Abstract:
Incremental Learning is desirable for future learning systems to get fast and better outcomes
by using less computational power despite the fact that we have the availability of
a large amount of data with complex and advanced algorithms. We proposed Bisecting
K-means technique with optimization by using Adaptive Aggregation Networks in class
incremental learning. It is clear that whenever an Artificial Neural Network is trained
iteratively, and new data comes in, some problems are elevated. There are two major
problems the model’s behavior begins to override the data. Secondly, it is difficult for
the model to play back the entire dataset. Therefore, our proposed technique is used
to overcome these problems by training multiple incoming classes step by step. At each
stage, new class data is used to train the classifier, which is used to assess test data from
the previously trained data along with currently trained data. The significant issues is
the severe memory limitation which results in unbalanced distribution of old and new
classes and also affects the stability and plasticity of the system.
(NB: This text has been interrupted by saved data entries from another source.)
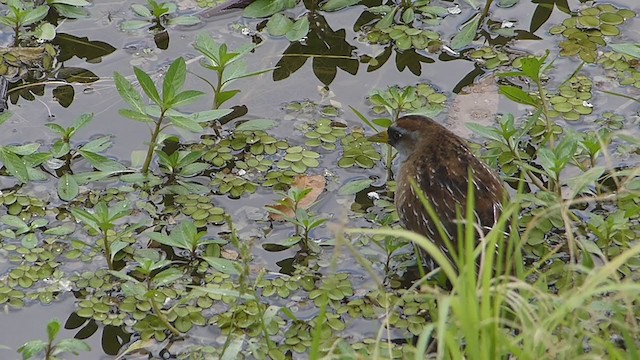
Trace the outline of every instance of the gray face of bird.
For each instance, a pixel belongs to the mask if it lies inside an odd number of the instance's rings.
[[[404,163],[418,145],[417,133],[399,126],[391,126],[387,130],[387,134],[389,135],[389,144],[398,151],[396,161],[400,164]]]

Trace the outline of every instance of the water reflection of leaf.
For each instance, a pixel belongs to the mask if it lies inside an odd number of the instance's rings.
[[[51,42],[60,49],[58,61],[64,62],[77,56],[87,62],[98,63],[103,56],[116,51],[116,48],[102,41],[90,41],[87,37],[77,37],[70,34],[58,33]]]
[[[431,64],[433,62],[435,61],[432,58],[418,54],[415,49],[396,53],[396,67],[398,71],[409,68],[409,71],[416,76],[422,74],[422,63]]]
[[[309,35],[305,43],[294,42],[283,53],[273,71],[275,81],[283,80],[300,69],[308,58],[312,58],[313,73],[323,84],[335,79],[338,68],[355,75],[358,60],[352,53],[356,49],[346,40],[346,31],[333,31],[325,18],[309,13]]]
[[[66,80],[67,82],[70,82],[70,83],[86,84],[86,83],[92,83],[94,81],[98,81],[98,79],[100,78],[98,77],[98,75],[94,74],[93,72],[87,69],[78,68],[78,67],[65,67],[65,68],[61,68],[57,72],[56,79]]]
[[[53,89],[53,98],[60,104],[60,106],[67,108],[73,102],[75,90],[71,85],[61,85]]]
[[[532,33],[538,31],[549,20],[554,6],[563,13],[571,14],[567,0],[533,0],[532,2],[538,4],[533,12],[531,25],[529,26],[529,31]]]

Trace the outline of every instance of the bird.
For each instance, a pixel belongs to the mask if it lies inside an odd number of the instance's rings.
[[[477,225],[487,231],[498,221],[508,197],[500,177],[471,152],[464,139],[446,127],[426,116],[407,115],[368,139],[390,144],[398,153],[394,203],[400,224],[430,239],[450,261],[453,262],[450,249],[414,191],[411,179],[431,203],[454,249],[457,219],[459,214],[465,216],[469,171],[475,190]],[[433,269],[433,260],[424,252],[423,255],[427,267]]]

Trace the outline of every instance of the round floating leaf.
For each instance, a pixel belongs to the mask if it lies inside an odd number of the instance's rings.
[[[602,35],[605,35],[605,36],[620,35],[620,29],[618,29],[616,26],[609,25],[609,24],[600,25],[600,31],[602,31]]]
[[[605,24],[620,25],[624,22],[624,18],[619,14],[602,13],[600,14],[600,21]]]
[[[597,28],[600,26],[600,20],[597,17],[587,15],[578,17],[578,24],[586,28]]]
[[[566,113],[573,109],[573,105],[569,104],[568,102],[561,102],[554,104],[553,108],[558,112]]]

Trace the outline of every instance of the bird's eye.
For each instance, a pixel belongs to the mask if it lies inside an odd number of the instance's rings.
[[[389,134],[389,142],[391,143],[396,143],[402,139],[402,132],[395,127],[390,127],[387,133]]]

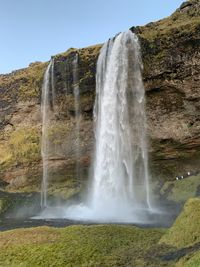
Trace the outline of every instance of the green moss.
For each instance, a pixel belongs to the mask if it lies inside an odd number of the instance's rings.
[[[70,56],[71,53],[76,52],[79,54],[80,58],[83,61],[86,61],[86,60],[90,59],[92,56],[97,55],[99,53],[99,50],[101,47],[102,47],[101,44],[97,44],[97,45],[91,45],[88,47],[84,47],[81,49],[69,48],[67,51],[55,55],[54,59],[57,60],[59,58],[68,57],[68,56]]]
[[[94,99],[95,99],[94,91],[83,94],[80,98],[81,110],[84,111],[92,110],[94,106]]]
[[[48,129],[48,137],[50,143],[54,145],[62,145],[68,132],[71,130],[71,123],[69,121],[55,121]]]
[[[170,38],[172,35],[196,31],[200,24],[199,10],[192,9],[193,14],[176,11],[172,16],[159,20],[151,26],[141,27],[141,37],[150,42],[159,38]]]
[[[46,63],[33,64],[27,69],[26,81],[22,82],[19,87],[19,99],[29,100],[32,98],[38,98],[42,86],[42,80]]]
[[[43,75],[47,63],[36,62],[28,68],[14,71],[0,76],[0,86],[9,88],[9,93],[16,95],[18,100],[31,100],[40,96]],[[11,94],[11,96],[12,96]],[[9,100],[9,94],[3,95],[4,100]]]
[[[172,51],[177,49],[177,42],[190,53],[195,43],[198,43],[200,12],[198,7],[189,10],[177,10],[170,17],[149,23],[142,27],[136,27],[137,34],[141,39],[141,49],[144,63],[144,77],[150,77],[152,73],[160,75],[163,65],[167,70],[170,68]],[[187,43],[190,36],[190,45]],[[176,41],[175,41],[176,40]],[[195,42],[196,41],[196,42]],[[162,73],[174,79],[176,73]],[[171,105],[172,106],[172,105]]]
[[[41,244],[58,240],[60,231],[46,226],[38,228],[10,230],[0,233],[0,247],[13,245]]]
[[[200,242],[200,199],[187,201],[173,226],[161,238],[160,244],[183,248]]]
[[[94,91],[93,92],[85,92],[80,95],[80,109],[81,111],[91,111],[93,109],[94,105]],[[67,106],[67,109],[69,111],[72,111],[75,113],[75,104],[74,104],[74,96],[73,95],[67,95],[65,99],[65,103]]]
[[[56,59],[59,59],[60,57],[67,57],[67,56],[69,56],[72,52],[75,52],[75,51],[77,51],[77,49],[71,47],[71,48],[67,49],[67,51],[65,51],[65,52],[56,54],[56,55],[54,56],[54,59],[56,60]]]
[[[1,168],[13,164],[27,164],[40,160],[40,132],[35,127],[24,127],[13,131],[8,141],[0,144]]]
[[[12,161],[12,153],[8,148],[7,142],[0,143],[0,170]]]
[[[9,148],[15,162],[26,163],[40,159],[39,131],[37,128],[20,128],[9,140]]]
[[[83,61],[86,61],[92,56],[99,54],[102,44],[91,45],[86,48],[79,49],[80,57]]]
[[[181,180],[166,182],[161,189],[161,194],[165,194],[171,188],[167,199],[183,203],[187,199],[196,196],[198,186],[200,186],[200,176],[191,176]]]
[[[4,267],[142,267],[145,252],[162,234],[162,230],[117,225],[8,231],[0,234],[0,264]]]
[[[200,266],[200,251],[187,255],[176,264],[176,267],[199,267],[199,266]]]
[[[60,179],[60,175],[58,174],[58,179]],[[62,199],[68,199],[78,193],[80,193],[82,187],[83,187],[83,181],[81,180],[80,183],[77,182],[77,180],[73,177],[71,179],[64,177],[65,179],[63,181],[58,182],[52,182],[49,184],[48,188],[48,194],[52,195],[54,197],[62,198]],[[54,175],[54,179],[56,180],[56,177]]]
[[[10,206],[11,200],[8,197],[0,198],[0,215],[4,213]]]

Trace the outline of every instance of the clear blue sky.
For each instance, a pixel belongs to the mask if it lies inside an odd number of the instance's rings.
[[[169,16],[183,0],[0,0],[0,73],[105,42]]]

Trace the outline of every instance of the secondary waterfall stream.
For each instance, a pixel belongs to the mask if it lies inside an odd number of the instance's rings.
[[[51,95],[51,97],[50,97]],[[42,165],[43,165],[43,177],[42,177],[42,189],[41,189],[41,207],[46,208],[47,203],[47,190],[48,190],[48,178],[49,178],[49,126],[51,118],[51,110],[55,102],[55,88],[54,88],[54,59],[52,59],[46,69],[42,85]]]
[[[81,109],[80,109],[80,90],[79,90],[79,73],[78,73],[78,53],[75,54],[72,62],[73,67],[73,92],[74,92],[74,107],[75,107],[75,156],[76,156],[76,178],[79,180],[81,177],[80,167],[80,121],[81,121]]]

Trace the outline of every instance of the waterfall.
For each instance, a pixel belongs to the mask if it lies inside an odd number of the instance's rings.
[[[76,157],[76,176],[77,179],[81,177],[80,171],[80,91],[79,91],[79,73],[78,73],[78,53],[75,54],[72,62],[73,70],[73,92],[74,92],[74,106],[75,106],[75,157]]]
[[[52,90],[52,91],[51,91]],[[43,165],[43,177],[42,177],[42,189],[41,189],[41,207],[47,207],[47,189],[49,178],[49,153],[50,153],[50,140],[49,140],[49,127],[51,110],[55,102],[55,88],[54,88],[54,60],[52,59],[45,71],[43,85],[42,85],[42,165]]]
[[[52,90],[52,107],[55,107],[55,81],[54,81],[54,58],[51,59],[51,90]]]
[[[150,209],[145,90],[137,36],[120,33],[101,49],[96,74],[91,206],[120,216]],[[111,216],[112,216],[111,215]]]
[[[92,185],[87,202],[68,207],[64,216],[149,221],[153,209],[142,67],[138,38],[131,31],[103,45],[96,72]]]
[[[78,54],[73,61],[78,158],[80,107],[77,64]],[[87,201],[66,204],[58,208],[56,215],[54,211],[43,214],[46,218],[59,216],[76,220],[137,223],[152,221],[152,216],[149,215],[155,209],[152,207],[149,186],[142,68],[139,41],[131,31],[120,33],[103,45],[96,71],[95,148]],[[45,73],[43,85],[43,109],[47,114],[48,108],[45,109],[45,106],[48,106],[49,100],[45,99],[49,95],[49,69],[50,66]],[[45,127],[45,118],[43,121]],[[45,131],[43,135],[45,137]],[[45,142],[43,178],[44,188],[47,188],[45,149],[48,150],[48,139]],[[44,200],[45,192],[44,190]]]

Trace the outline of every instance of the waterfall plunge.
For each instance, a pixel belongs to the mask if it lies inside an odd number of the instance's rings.
[[[150,208],[141,67],[138,39],[131,31],[109,40],[98,59],[91,201],[100,210]]]
[[[120,33],[104,44],[97,62],[96,145],[87,201],[57,207],[40,218],[150,222],[152,207],[141,69],[138,38],[131,31]]]
[[[131,31],[101,49],[94,107],[95,157],[87,205],[66,216],[107,222],[142,222],[151,211],[145,90],[138,38]]]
This research uses the
updated Adaptive Aggregation Networks approach collectively and it provides the best
results and least catastrophic forgetting from previous studies. We run several experiments
on three different datasets and produced the results. We compared our proposed
technique on the FISH (UWA) dataset with Regular K Means and achieved improved
results in terms of accuracy, testing loss, and forgetting. So, with N = 5 and N = 10,
respectively, the improved results are 78.57% and 76.6%, with catastrophic forgetting of
0.88 and 11.88 on the FISH (UWA) dataset. We conducted several experiments on the
FISH (UWA) and ImageNet-Subset datasets and the results of our suggested technique
on the FISH (UWA) dataset are outstanding.